We’d been dating for around a month when she called and asked me to help her with her brother. She hadn’t said much about him, just that he’d been injured while serving and she wasn’t sure what he’d do now. He was younger than her by a few years, and I had the feeling she’d always looked out for him. They’d gone to high school with a guy who was now on the police force, and he’d called her when Alan passed out in the square.
On the short drive back to her place, we didn’t say much. I could hear her talking to him in the backseat, just simple things. “You don’t look good, Alan. We’re going to take you home and get you cleaned up. I’ll make you some grilled cheese. Or whatever you want.” As if she were his mother. Her arm was around his, their blond heads clustered together, and I felt like their chauffeur, some hired hand. When we got there, she guided him into the bathroom. His clothes stank, and his arms and chest were crowded with tattoos and bruises. He looked tough, but he was pliant while we stripped him.
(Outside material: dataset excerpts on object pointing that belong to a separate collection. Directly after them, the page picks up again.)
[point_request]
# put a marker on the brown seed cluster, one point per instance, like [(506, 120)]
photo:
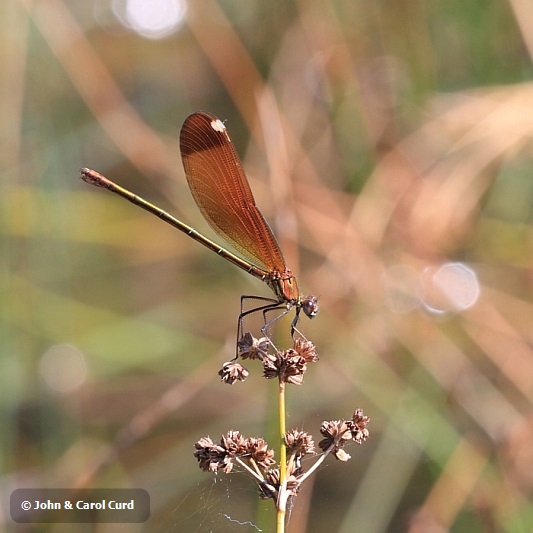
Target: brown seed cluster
[(213, 457), (338, 433), (289, 366)]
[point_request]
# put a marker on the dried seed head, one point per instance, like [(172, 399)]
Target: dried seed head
[(212, 457), (337, 433), (260, 453), (269, 489), (359, 422), (252, 348), (299, 442), (288, 366), (306, 349), (234, 443), (232, 372)]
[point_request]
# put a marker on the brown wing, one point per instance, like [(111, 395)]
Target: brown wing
[(221, 191)]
Together we bathed him, as if he were a dirty overgrown child, and he started to come around a little. He didn’t seem upset that we were manhandling him. He was very polite. “Thanks,” he kept saying, and “I’m sorry.” When he was more or less clean, we helped him out of the bathtub and Stephanie asked me to get him some fresh clothes from a dresser in her bedroom. Apparently they were his own clothes, because they fit just fine.
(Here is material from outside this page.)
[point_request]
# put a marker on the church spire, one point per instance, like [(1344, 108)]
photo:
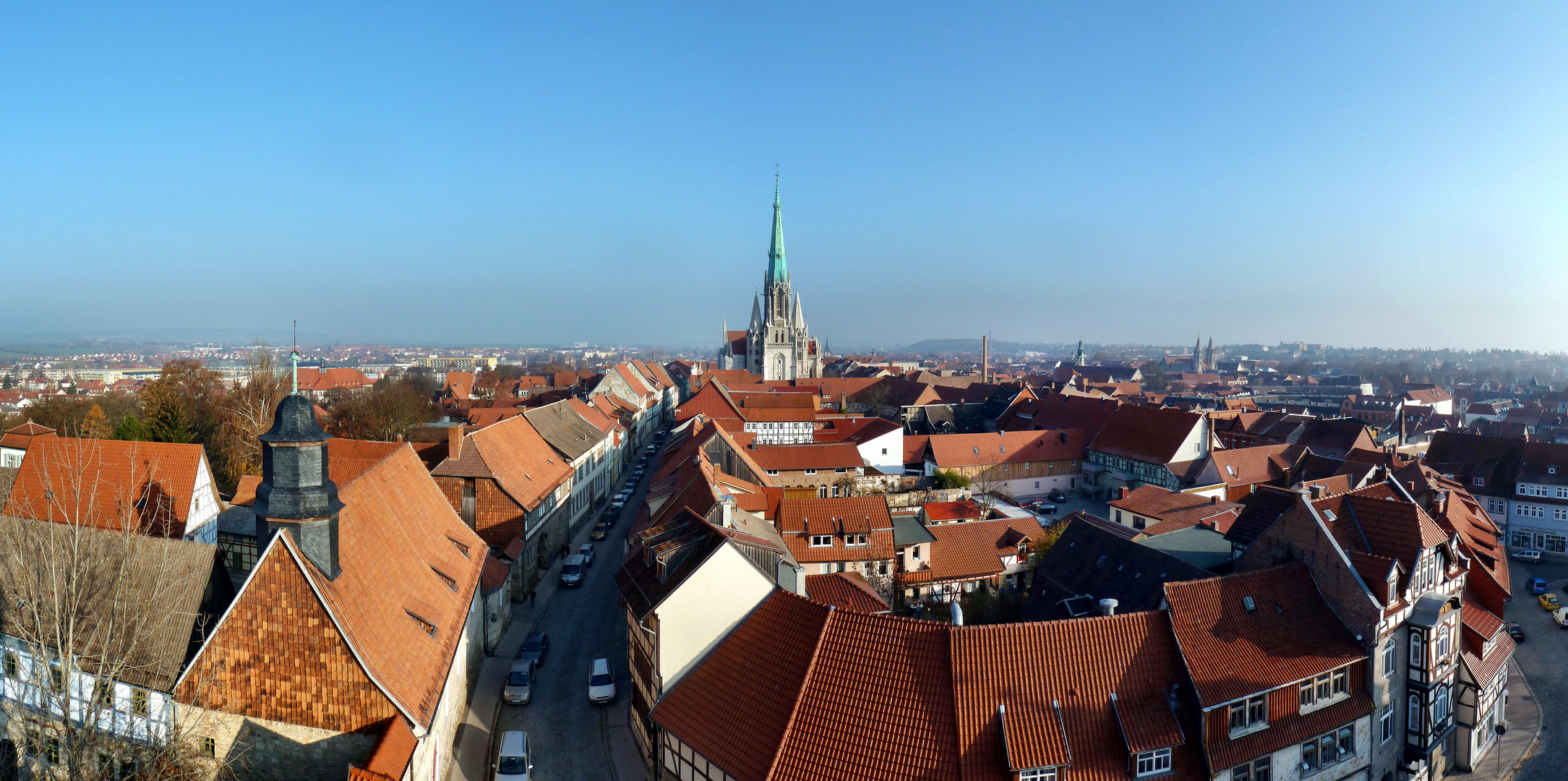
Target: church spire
[(776, 270)]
“This is Tom,” Stephanie told him, once he was dressed.
“I’m sorry we met like this,” Alan said. He held out his hand and we shook. His blond hair was lank, and his green eyes were bloodshot, rimmed with exhaustion. I’d have given him a B12 shot and locked him in rehab for a month, but he wasn’t my brother.
“No problem,” I said.
She fed him a grilled cheese sandwich, as promised, and put him in her spare room. Then she and I went to bed.
“Are you okay?” I said.
“It’s not the first time,” she said, shrugging helplessly. “His leg kills him.”
“What’s he on, medication-wise?”
“He’s been on everything. He always says it doesn’t help.”
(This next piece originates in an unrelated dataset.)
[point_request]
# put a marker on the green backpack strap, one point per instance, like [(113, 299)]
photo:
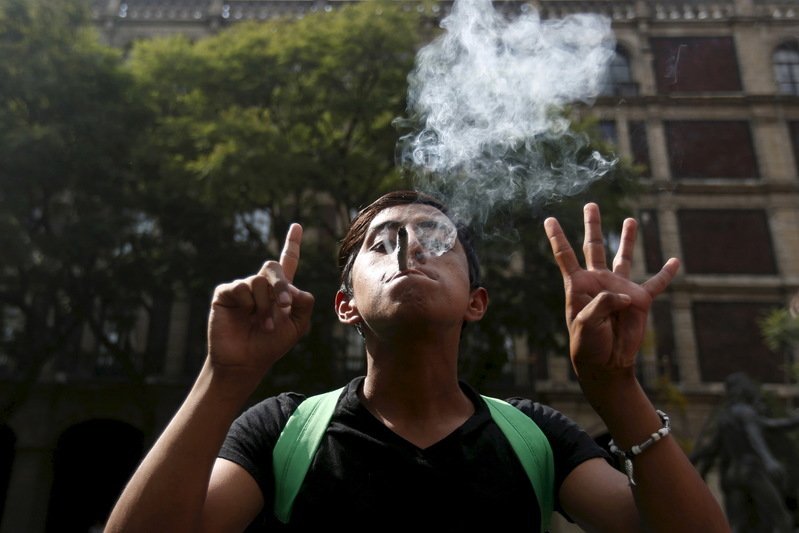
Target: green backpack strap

She was undressed for bed, and her back was covered in tiny freckles. I set myself to tracing them with my index finger, making constellations out of them, a triangle, a star. I loosed her hair from its ponytail, and it sprang to life, a million curls clouding her shoulders. She lay down and folded herself against me, pulling my arm across her stomach. I wondered if she was crying. But she turned, and kissed me, then moved down my stomach and took me in her mouth, and I closed my eyes, not thinking about anything else at all.
After that night, I was deep into Stephanie’s life, and I liked it there. We started spending most weekends together, and I met her parents, who were sweet, tired people, too impressed that I was a doctor for me to be comfortable around them. She showed me around Bethlehem: the shuttered factory they’d turned into a casino, the quaint cobblestoned Main Street, the shambling towpath along the Delaware canal. Sometimes we went hiking in the Poconos, the mountains’ dazzling green bisected by the truck-heavy rumble of I-80. The whole place seemed hardscrabble to me, gritty and rural, and as much as I liked Stephanie, I had a hard time imagining staying there for long.
As I got to know her, I realized how closely her life and Alan’s were intertwined. She was constantly bailing him out, helping him get job interviews, putting him up for the night when another in his series of housing arrangements — he’d get a new roommate or a new girlfriend, then argue with them and move out — crumbled.